Many people don’t apply to become a foster carer as they think their life circumstances might disqualify them. That’s why we’ve taken the time to answer some common questions and clear up some misconceptions about becoming a foster carer.
Myth #1: I can’t be a carer because I’m single
We welcome foster carers who are single, married, in de-facto relationships, with or without children.
Myth #2: I can't care because I work full time
Many of our carers have full-time jobs. The amount our carers work often depends on the age of the children in their care. For example, carers with older children in school often work more than carers with pre-school age children in their care. Additionally, we offer many different types of foster care such as respite care, which allows our carers to accommodate pre-existing work and family commitments.
Myth #3: I’m too old to be a foster carer
We don’t have a set upper age limit for foster carers at Life Without Barriers. We welcome carers from most life stages, including people who have retired or have grown children. For people who are older, we are looking for someone with a lot of love and patience to give and the ability to care for themselves, a child and their home.
Myth #4: I rent, I don't own my home
We welcome carers who rent or own their home. Our only prerequisite regarding homes is that the child staying with you must have their own bedroom.
Myth #5: I don’t know how to deal with complex behaviours
Children who enter foster care can come with some complex behaviours. There can be trauma from being separated from their birth family and trauma that may have occurred while in their family home. By being a patient, supportive, loving and predictable adult in their life, our foster carers help children to heal and grow. All of our carers receive specialised training in how to handle complex behaviours and trauma and we provide 24/7 on-call support to foster carers. We also have clinicians on staff who are available to help carers work through particularly complex issues.
Myth #6: I can't be a carer as I don’t have kids of my own
Many of our carers are people without children, or whose children have grown up and left home. Our foster carers receive specialist training and support every step of the way. What our carers do need is patience, empathy and the time to build a positive, supportive relationship with a child who is unable to live safely at home.

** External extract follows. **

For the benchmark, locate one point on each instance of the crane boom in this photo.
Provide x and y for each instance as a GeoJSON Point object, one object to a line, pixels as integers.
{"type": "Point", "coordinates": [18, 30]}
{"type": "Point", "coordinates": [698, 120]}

Myth #7: I could only care for a baby
At Life Without Barriers we support young children all the way up to 18 years old. While many people only want to foster babies the need is just as great for older children and teenagers. Our carers often share with us how rewarding it is to care for older kids. Older children come with lots of personality, a great sense of fun and often have an understanding of why they are unable to live with mum or dad. This makes it easier for the child to build a stronger connection with the foster carer and for the carer to support their relationship with their birth family. Additionally, our carers with older kids also share how rewarding it to bring that child up to date with what their peers are doing, such as learning to drive or joining a sports team, things they may have missed out on in the past.
Myth #8: I want to be a foster carer but I'm LGTBQI
We welcome carers from all walks of life, and we have many carers who are part of the LGBTQI community. This is definitely not a barrier to becoming a foster carer. To learn more, we suggest reading stories from foster carers in the LGBTQI community.
Myth #9: It would break my heart to give the child back
When children come into foster care, the first aim is always reunification with their family. Foster carers should see themselves as a part on the child’s journey to a safe, loving, long-term home. Sometimes that home will be back with their family, sometimes it will be with the foster carer, this decision is made by the Children’s Court. Our foster carers tell us that even though goodbyes are sad, there is also joy and a sense of peace knowing the child is going to be able to grow up safely surrounded by their birth family. It’s about having the right mindset from the beginning.